In the event Omicron makes it into the community, transmission is expected to be faster than Delta. While there is some data that it may cause milder disease, higher numbers of people getting sick can still overwhelm healthcare systems. In order to prevent overloading of the healthcare system, vaccination is essential to decrease the proportion of people who develop severe disease. Continued use of face masks and the addition of face shields further decrease transmission.
Early data shows that while antibody activity against Omicron is significantly decreased for all vaccines, the protection that vaccines provide against severe disease and death remains. This is due to continued protection from the cell-mediated arm of the immune system, which includes T-cells. Our body’s T-cells, which are stimulated by vaccination, are less affected by mutations in the SARS-CoV-2 spike protein. T-cells hunt down viruses that escape from the antibodies and destroy virus-infected cells.
Unvaccinated people are more than 10 times as likely to die if they contract COVID-19 compared with fully vaccinated people. Vaccination rates among the eligible population in Metro Manila is over 90 percent, and so there is substantial protection in these areas even if Omicron gets through.

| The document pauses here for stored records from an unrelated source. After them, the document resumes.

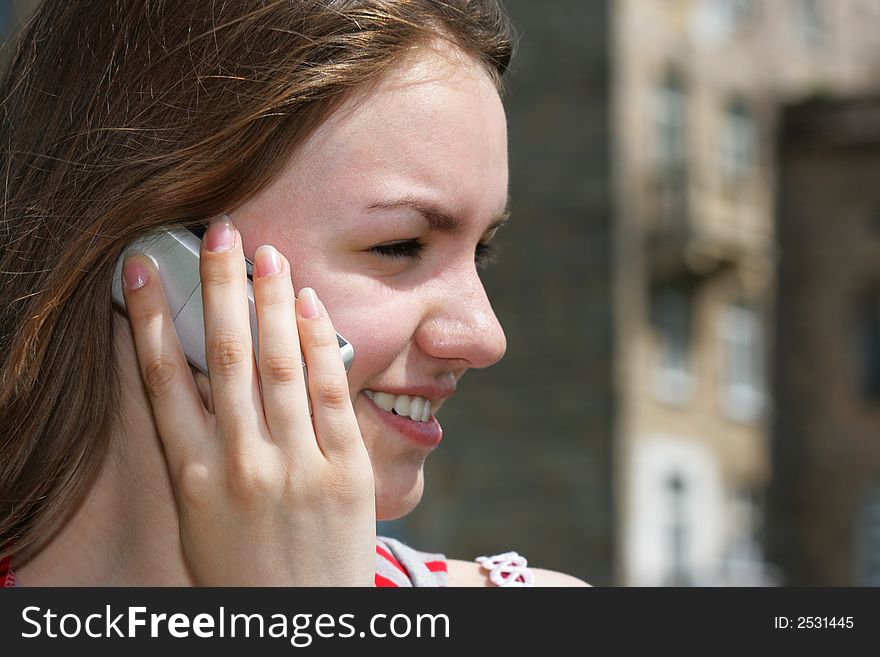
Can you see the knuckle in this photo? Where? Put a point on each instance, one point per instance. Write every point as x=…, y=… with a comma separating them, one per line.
x=159, y=375
x=318, y=339
x=195, y=485
x=350, y=489
x=282, y=367
x=329, y=391
x=227, y=354
x=248, y=483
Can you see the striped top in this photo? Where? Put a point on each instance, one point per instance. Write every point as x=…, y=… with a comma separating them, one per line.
x=397, y=565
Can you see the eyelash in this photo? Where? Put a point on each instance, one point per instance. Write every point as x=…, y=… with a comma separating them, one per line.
x=485, y=255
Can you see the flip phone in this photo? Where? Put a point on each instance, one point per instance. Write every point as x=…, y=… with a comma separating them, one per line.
x=175, y=252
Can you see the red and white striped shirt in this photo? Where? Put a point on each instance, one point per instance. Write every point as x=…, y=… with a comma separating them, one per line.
x=397, y=565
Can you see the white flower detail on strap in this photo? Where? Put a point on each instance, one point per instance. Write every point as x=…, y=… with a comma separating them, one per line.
x=508, y=569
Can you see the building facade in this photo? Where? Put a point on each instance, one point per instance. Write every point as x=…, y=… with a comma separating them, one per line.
x=824, y=502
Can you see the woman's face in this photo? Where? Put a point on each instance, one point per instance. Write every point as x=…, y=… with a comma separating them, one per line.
x=384, y=211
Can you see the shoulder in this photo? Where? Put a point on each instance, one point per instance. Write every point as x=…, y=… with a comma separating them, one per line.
x=471, y=574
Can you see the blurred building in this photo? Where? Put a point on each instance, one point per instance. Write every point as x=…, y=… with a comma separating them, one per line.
x=824, y=505
x=625, y=438
x=627, y=435
x=697, y=88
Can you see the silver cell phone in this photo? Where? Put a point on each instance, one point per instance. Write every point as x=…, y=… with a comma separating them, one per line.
x=175, y=251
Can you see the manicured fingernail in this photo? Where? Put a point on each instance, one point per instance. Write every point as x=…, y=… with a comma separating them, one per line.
x=267, y=261
x=308, y=304
x=135, y=273
x=220, y=236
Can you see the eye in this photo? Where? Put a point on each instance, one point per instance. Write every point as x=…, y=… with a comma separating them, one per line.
x=485, y=255
x=399, y=249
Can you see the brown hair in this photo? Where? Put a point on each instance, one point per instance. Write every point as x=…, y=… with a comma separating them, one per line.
x=121, y=116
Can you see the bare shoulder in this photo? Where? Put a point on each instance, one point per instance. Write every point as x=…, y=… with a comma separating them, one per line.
x=469, y=573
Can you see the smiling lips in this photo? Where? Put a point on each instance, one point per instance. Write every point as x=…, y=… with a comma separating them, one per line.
x=417, y=409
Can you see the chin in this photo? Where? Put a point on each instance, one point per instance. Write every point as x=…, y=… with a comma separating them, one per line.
x=398, y=496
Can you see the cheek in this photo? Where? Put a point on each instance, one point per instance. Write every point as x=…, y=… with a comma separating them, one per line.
x=378, y=342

Boosters seem to increase neutralizing antibody levels and activity. Preliminary data from Sinovac and from Pfizer vaccines show that neutralizing antibody activity against Omicron is nearly gone despite the two-dose primary series. A booster dose of vaccine is associated with some restoration of antibody activity. Mixed or heterologous booster vaccination is expected to provide similar levels of protection regardless of which brands are mixed. While higher antibody levels can provide better clinical protection, it does not mean people without a booster aren’t protected from hospitalization. Protection from severe disease continues beyond six months.

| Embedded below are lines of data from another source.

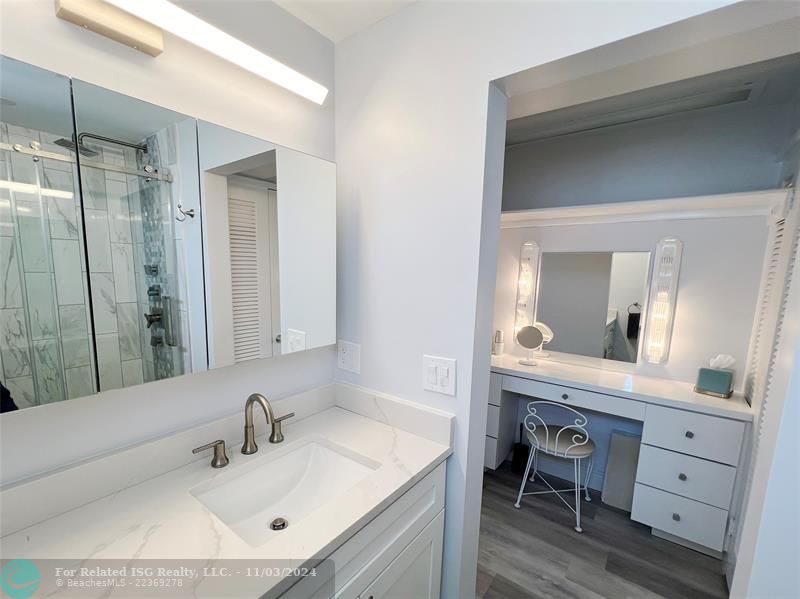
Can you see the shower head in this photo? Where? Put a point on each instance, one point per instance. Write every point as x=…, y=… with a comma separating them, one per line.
x=70, y=145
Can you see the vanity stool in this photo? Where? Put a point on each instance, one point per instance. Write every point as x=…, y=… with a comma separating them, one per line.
x=568, y=442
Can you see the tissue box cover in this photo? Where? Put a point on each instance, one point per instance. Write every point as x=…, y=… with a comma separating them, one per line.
x=714, y=381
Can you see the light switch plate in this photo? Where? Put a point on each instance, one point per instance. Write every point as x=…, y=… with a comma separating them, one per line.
x=439, y=374
x=349, y=356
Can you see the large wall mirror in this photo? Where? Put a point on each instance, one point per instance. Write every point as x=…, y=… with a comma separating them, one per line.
x=271, y=215
x=138, y=243
x=593, y=302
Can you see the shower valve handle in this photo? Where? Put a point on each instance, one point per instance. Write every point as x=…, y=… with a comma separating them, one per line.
x=154, y=317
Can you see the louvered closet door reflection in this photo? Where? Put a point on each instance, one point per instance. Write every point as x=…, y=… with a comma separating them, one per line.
x=248, y=222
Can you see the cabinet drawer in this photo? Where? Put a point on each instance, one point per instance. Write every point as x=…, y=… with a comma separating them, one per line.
x=709, y=437
x=493, y=421
x=490, y=453
x=371, y=549
x=691, y=520
x=685, y=475
x=610, y=404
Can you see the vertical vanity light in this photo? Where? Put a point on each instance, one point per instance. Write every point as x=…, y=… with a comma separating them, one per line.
x=526, y=285
x=663, y=293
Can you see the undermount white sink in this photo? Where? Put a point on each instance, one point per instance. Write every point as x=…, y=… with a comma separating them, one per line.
x=290, y=486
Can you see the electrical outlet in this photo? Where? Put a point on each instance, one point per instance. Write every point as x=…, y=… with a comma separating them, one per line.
x=439, y=374
x=349, y=356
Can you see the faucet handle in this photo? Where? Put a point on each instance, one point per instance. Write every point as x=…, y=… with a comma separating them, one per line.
x=277, y=428
x=220, y=459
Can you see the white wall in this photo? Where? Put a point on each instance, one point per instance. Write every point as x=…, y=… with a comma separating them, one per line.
x=775, y=573
x=415, y=237
x=769, y=531
x=704, y=152
x=717, y=290
x=193, y=82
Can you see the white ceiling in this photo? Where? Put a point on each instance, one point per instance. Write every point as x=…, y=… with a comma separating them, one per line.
x=338, y=20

Masks are still needed for now since the decrease in clinical protection from vaccines means that herd immunity can no longer be achieved with the current batch of vaccines. The US and many European countries took their masks off too early and are now seeing large spikes in cases from both Delta and Omicron since the vaccines did not provide enough protection from clinical infection. Next-generation vaccines and modified vaccines are being developed to restore transmission-blocking properties to vaccines, but these may take a few months. Meanwhile, ensuring as many people get their primary series of vaccines will minimize severe disease in the population if an outbreak occurs. While boosters offer a temporary quick fix for decreasing susceptibility to infection, little is known about how much actual protection these add or how long the added protection lasts.
Public health protocols will continue to work as long as everyone follows them. Targeting areas with low vaccination rates and offering boosters to the most vulnerable will prevent hospitalizations and death. This Christmas season, keeping parties virtual and minimizing physical gatherings may offer additional insurance against an Omicron surge.

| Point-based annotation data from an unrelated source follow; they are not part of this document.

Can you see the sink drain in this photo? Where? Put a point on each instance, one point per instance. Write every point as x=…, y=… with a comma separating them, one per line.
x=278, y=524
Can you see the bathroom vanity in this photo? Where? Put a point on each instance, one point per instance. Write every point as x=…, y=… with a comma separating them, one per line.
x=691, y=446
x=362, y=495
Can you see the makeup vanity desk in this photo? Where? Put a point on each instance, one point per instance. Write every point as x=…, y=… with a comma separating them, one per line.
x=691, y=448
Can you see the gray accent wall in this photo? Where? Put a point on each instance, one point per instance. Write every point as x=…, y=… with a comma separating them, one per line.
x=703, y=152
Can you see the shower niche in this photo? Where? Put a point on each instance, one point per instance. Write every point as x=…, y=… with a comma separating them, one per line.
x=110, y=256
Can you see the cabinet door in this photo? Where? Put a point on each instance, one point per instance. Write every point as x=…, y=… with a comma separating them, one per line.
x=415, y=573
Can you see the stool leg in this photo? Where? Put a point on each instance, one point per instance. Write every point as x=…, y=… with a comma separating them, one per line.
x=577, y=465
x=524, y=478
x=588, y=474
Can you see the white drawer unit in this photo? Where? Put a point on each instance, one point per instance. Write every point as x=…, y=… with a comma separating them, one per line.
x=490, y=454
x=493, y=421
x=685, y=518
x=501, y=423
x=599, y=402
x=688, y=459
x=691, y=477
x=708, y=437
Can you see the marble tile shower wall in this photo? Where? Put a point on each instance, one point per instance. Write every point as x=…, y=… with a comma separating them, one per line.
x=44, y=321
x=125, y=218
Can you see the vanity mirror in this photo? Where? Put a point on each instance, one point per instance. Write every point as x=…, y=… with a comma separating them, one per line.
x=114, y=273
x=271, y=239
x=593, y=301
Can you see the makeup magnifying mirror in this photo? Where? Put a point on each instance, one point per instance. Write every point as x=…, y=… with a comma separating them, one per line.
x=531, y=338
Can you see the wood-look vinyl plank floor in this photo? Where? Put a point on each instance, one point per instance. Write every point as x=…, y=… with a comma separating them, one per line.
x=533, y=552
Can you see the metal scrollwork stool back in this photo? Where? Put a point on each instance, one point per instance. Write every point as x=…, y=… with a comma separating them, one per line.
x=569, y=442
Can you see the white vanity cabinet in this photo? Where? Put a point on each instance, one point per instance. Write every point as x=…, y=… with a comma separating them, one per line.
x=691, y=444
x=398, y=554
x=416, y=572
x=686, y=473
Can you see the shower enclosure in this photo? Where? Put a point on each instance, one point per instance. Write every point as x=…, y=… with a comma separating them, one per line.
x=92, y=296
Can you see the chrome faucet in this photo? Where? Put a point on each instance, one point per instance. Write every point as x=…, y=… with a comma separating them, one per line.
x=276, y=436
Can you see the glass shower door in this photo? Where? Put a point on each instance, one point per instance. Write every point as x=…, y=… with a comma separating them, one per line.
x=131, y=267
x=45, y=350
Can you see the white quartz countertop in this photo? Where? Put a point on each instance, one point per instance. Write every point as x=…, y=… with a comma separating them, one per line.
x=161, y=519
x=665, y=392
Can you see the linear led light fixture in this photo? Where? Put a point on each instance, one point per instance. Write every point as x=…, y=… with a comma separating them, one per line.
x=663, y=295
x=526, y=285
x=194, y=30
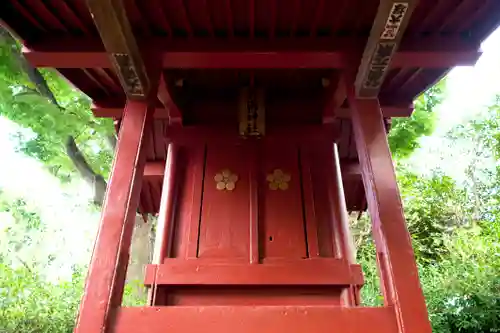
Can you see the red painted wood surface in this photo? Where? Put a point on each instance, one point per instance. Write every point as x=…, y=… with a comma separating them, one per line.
x=400, y=275
x=251, y=319
x=237, y=59
x=238, y=296
x=225, y=219
x=205, y=272
x=105, y=280
x=281, y=220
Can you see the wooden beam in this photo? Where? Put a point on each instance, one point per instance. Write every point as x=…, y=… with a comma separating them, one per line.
x=116, y=33
x=320, y=271
x=174, y=113
x=89, y=53
x=155, y=170
x=249, y=59
x=387, y=31
x=428, y=59
x=251, y=319
x=397, y=267
x=106, y=110
x=106, y=277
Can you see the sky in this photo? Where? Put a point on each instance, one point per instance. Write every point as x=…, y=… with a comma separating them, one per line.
x=469, y=90
x=72, y=226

In high-risk areas, wearing a face shield on top of masks offers an extra layer of protection, especially indoors and in crowded settings. Since Omicron is projected to be more contagious than Delta, every little bit helps. The positive aspect to all this is that the country is in a much better position now than during the Delta wave, or at any other time before vaccination was available. Case numbers are currently very low, people are wearing their masks, and the vaccination efforts are bearing fruit. If Omicron does eventually make it to the community, it can be beaten with careful preparation and everyone’s cooperation.